The divergence between the viral sequences taken from the dentist, the seven patients, and the controls is shown in Table 26.1. Viral DNA taken from patients with no confirmed risk factors (patients A, B, C, E, and G) differed from the dentist’s viral DNA by 3.4% to 4.9%, whereas the viral DNA from the controls differed from the dentist’s by an average of 11%. The viral sequences collected from five patients (A, B, C, E, and G) were more closely related to the viral sequences collected from the dentist than to viral sequences from the general population, strongly suggesting that these patients acquired their HIV infection from the dentist. The viral isolates from patients D and F (patients with confirmed risk factors), however, differed from that of the dentist by 10.7% and 13.6%, suggesting that these two patients did not acquire their infection from the dentist.

An analysis of the evolutionary relationships of the viral sequences confirmed that the virus taken from the dentist had a close evolutionary relationship to viruses taken from patients A, B, C, E, and G (Figure 26.5). The viruses from patients D and F, with known risk factors, were no more similar to the virus from the dentist than to viruses from local controls. Of three additional HIV-positive patients that have been identified since 1992, only one has viral sequences that are closely related to those from the dentist.

Figure 26.5: Evolutionary tree showing the relationships of HIV isolates from a dentist, seven of his patients (A through G), and other HIV-positive persons from the same region (local controls, LC). The phylogeny is based on DNA sequences taken from the envelope gene of the virus.

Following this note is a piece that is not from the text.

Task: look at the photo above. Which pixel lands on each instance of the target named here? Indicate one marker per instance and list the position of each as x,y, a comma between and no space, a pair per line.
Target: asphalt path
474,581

[After C. Ou et al., Molecular epidemiology of HIV transmission in a dental practice, Science 256:1167, 1992.]

This study provides an excellent example of the relevance of evolutionary studies to real-world problems. How the dentist infected his patients during their visits to his office remains a mystery, but this case is unusual. A study of almost 16,000 patients treated by HIV-positive health-care workers failed to find a single case of confirmed transmission of HIV from the health-care worker to the patient.